At the beginning, the model also manipulates each picture by normalizing them (using a Keras lambda layer) and cropping the bottom and top parts (using a Keras Cropping2d layer).

To include nonlinearity, multiple RELU activation layers are used throughout the model.

Numerous models were tested by running them through the simulator and ensuring that the vehicle could stay on the track. Every time a model failed, additional changes were made to the model and the data set.

#### 2. Attempts to reduce overfitting in the model

The model contains 2 pooling layers (one after each convolution layer) to help reduce overfitting. 

I also limited the number of epoch to train the model to 3.

Using a generator, I was able to use a large data set.

#### 3. Model parameter tuning

The model uses an adam optimizer, so the learning rate was not tuned manually. The Adam optimizer tends to converge faster than Stochastic Gradient Descent because it uses momentum, yet at the later training stages it will reduce the learning rate to help find a local minimum.

#### 4. Appropriate training data

Proper training data was critical to train the model to accurately predict the steering angle of the car. I initially relied on the Udacity set, because it features proper driving. I later added a set with my own driving data around the first track. That set includes clockwise and counter-clockwise driving (the first track contains a majority of left turns, so recording counter-clockwise driving helps the model to avoid being biased towards turning left). I also added examples of recovery driving at different stages of the track (e.g. from a yellow line, from a dirt side, from side of bridge, etc). 
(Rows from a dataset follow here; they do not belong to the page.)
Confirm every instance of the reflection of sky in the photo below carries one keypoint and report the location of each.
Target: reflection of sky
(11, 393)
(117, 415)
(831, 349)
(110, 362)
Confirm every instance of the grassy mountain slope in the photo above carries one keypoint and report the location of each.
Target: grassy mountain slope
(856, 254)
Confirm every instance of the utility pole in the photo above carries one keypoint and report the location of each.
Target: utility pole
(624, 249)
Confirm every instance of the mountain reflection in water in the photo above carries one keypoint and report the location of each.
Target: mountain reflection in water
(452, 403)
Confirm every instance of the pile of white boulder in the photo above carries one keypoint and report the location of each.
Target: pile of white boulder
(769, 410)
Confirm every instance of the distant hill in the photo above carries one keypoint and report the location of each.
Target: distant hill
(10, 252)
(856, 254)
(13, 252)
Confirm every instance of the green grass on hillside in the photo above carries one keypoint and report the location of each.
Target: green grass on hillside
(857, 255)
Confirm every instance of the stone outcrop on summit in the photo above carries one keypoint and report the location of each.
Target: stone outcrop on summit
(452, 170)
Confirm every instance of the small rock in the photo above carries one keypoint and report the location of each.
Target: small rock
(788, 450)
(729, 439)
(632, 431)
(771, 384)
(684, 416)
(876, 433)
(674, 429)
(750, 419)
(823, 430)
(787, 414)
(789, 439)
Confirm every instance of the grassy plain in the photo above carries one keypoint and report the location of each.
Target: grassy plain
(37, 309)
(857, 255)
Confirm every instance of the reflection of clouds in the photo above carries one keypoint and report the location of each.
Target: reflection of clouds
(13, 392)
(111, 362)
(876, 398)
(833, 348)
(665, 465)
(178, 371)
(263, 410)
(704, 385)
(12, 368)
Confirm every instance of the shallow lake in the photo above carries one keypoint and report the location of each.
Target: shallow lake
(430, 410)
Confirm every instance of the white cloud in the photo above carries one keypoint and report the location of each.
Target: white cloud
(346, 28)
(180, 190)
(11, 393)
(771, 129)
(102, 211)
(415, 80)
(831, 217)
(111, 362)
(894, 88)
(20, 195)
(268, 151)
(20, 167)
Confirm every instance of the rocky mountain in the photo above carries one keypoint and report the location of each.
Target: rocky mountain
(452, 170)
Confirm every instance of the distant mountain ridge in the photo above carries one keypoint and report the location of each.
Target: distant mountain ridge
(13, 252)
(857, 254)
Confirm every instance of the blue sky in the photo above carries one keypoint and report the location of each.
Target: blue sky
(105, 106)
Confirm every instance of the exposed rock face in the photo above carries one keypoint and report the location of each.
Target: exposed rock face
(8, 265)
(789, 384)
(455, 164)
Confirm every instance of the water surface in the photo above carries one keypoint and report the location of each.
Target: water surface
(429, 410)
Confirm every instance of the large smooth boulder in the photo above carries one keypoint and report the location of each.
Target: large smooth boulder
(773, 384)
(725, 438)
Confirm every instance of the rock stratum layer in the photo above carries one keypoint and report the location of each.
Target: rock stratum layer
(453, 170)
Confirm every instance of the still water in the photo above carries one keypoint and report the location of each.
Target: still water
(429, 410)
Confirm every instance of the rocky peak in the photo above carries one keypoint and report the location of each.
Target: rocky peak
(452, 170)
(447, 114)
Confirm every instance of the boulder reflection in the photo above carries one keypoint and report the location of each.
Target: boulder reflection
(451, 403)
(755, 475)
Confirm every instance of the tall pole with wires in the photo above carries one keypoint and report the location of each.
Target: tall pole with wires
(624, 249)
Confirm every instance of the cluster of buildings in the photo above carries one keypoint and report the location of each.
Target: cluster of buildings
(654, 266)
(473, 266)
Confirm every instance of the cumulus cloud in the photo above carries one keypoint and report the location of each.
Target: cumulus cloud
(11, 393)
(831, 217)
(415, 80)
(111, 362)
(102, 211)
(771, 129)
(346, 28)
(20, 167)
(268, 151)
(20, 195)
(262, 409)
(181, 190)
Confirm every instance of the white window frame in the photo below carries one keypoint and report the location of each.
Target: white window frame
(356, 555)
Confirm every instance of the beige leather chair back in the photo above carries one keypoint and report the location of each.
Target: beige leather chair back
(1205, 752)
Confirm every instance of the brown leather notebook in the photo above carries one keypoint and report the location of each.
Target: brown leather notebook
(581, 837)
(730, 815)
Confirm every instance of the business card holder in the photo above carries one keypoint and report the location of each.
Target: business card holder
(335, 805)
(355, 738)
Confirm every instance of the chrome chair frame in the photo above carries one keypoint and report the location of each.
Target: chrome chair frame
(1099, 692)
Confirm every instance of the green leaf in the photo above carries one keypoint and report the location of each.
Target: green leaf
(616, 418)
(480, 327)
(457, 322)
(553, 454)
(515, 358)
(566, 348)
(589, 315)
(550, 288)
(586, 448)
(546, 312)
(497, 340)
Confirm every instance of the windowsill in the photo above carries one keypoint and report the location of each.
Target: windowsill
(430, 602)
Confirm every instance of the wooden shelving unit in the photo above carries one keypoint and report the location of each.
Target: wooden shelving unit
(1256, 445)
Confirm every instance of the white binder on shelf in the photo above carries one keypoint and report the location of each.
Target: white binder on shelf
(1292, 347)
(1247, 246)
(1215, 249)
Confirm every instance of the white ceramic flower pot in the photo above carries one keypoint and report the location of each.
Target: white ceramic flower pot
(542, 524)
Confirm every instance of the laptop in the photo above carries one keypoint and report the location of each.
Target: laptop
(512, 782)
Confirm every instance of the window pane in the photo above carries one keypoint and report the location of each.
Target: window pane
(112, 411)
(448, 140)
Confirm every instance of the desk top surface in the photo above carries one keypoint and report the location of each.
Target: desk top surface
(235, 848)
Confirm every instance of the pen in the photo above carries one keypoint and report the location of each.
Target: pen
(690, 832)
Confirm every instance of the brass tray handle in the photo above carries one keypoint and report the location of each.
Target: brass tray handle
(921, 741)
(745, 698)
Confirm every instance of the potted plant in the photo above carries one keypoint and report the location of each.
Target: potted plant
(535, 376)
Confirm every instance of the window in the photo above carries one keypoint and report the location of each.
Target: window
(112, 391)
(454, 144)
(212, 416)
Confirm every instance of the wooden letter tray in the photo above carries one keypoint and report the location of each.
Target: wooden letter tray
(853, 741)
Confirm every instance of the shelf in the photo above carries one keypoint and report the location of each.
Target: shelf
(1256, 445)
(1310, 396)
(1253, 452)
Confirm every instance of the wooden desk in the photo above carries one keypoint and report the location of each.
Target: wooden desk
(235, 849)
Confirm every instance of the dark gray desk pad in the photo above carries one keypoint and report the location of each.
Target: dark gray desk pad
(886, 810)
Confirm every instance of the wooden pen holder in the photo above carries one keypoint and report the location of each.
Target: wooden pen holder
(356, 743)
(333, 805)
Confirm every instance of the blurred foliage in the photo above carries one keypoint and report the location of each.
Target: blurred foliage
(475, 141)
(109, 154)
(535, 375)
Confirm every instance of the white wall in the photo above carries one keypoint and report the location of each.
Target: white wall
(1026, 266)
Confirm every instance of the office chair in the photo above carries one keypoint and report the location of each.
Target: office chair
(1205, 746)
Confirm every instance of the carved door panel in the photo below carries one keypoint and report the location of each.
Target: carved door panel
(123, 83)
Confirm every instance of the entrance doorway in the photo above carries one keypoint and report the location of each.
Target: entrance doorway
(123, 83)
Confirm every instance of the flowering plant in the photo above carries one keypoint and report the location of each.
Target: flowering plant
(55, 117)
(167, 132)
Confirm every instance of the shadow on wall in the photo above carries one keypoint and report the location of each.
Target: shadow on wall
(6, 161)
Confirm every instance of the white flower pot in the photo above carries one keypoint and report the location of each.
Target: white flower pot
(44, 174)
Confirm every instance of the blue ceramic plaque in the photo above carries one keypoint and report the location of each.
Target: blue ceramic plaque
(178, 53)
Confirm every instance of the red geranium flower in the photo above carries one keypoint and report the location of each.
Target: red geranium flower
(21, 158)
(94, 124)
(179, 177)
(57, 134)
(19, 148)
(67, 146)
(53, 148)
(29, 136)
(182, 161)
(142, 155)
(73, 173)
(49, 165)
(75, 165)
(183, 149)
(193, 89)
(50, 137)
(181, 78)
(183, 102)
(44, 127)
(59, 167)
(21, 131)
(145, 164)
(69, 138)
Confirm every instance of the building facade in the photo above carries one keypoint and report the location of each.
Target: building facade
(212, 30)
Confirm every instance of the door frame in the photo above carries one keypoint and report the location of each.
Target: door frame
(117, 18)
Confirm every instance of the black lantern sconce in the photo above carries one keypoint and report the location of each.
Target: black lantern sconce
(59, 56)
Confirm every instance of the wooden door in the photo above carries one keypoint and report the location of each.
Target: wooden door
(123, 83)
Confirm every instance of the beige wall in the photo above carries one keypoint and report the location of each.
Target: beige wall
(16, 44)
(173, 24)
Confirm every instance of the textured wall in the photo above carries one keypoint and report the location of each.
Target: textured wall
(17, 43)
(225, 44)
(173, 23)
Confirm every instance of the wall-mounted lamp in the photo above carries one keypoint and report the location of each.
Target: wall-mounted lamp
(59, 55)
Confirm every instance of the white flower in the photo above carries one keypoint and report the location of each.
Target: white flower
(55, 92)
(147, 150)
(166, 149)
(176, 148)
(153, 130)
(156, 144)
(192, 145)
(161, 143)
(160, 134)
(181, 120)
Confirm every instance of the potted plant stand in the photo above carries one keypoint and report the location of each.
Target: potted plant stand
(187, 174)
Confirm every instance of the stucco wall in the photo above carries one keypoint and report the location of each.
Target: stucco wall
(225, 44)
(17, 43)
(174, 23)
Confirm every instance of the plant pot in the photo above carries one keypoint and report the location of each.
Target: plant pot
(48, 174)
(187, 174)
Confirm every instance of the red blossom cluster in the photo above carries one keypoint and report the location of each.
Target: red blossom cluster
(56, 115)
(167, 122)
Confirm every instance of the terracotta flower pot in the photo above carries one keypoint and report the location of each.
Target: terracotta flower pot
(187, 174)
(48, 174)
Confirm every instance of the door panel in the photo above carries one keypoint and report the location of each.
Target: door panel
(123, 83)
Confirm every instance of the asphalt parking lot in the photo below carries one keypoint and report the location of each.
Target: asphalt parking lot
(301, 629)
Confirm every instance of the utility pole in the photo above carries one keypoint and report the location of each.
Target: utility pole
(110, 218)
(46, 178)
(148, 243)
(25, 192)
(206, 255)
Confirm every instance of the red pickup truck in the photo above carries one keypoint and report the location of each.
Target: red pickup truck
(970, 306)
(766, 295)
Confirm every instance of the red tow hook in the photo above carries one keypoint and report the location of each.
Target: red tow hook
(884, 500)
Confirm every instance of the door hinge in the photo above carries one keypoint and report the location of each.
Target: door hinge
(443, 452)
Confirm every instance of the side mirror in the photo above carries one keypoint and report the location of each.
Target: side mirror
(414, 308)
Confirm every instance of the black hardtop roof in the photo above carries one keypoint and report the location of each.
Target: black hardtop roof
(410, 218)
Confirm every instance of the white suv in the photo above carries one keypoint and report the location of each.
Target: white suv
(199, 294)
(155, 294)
### Model Architecture and Training Strategy

#### 1. Solution Design Approach

When looking at the different features of the first track in the simulator, I realized that not too many would need to be successfully recognized by the model in order to drive successfully. Of great importance are the features that indicate the edges of the track:
* yellow lines
* red-and-white stripes
* black walls of the bridge
* dirt areas on the side of the road

Of course, the model would need to not only recognize a feature, but also its angle compared to the track and the car position. However, since LeNet5 had proven successful at categorizing 43 different traffic signs in my previous project, I thought a model architecture based on it might succeed at driving the car in the simulator. 

If the track had shown a greater number of features (e.g. more driving surfaces, more edge types) then a small model like LeNet might not have been able to properly categorize each feature, but in this case it proved successful, granted enough proper training data was provided.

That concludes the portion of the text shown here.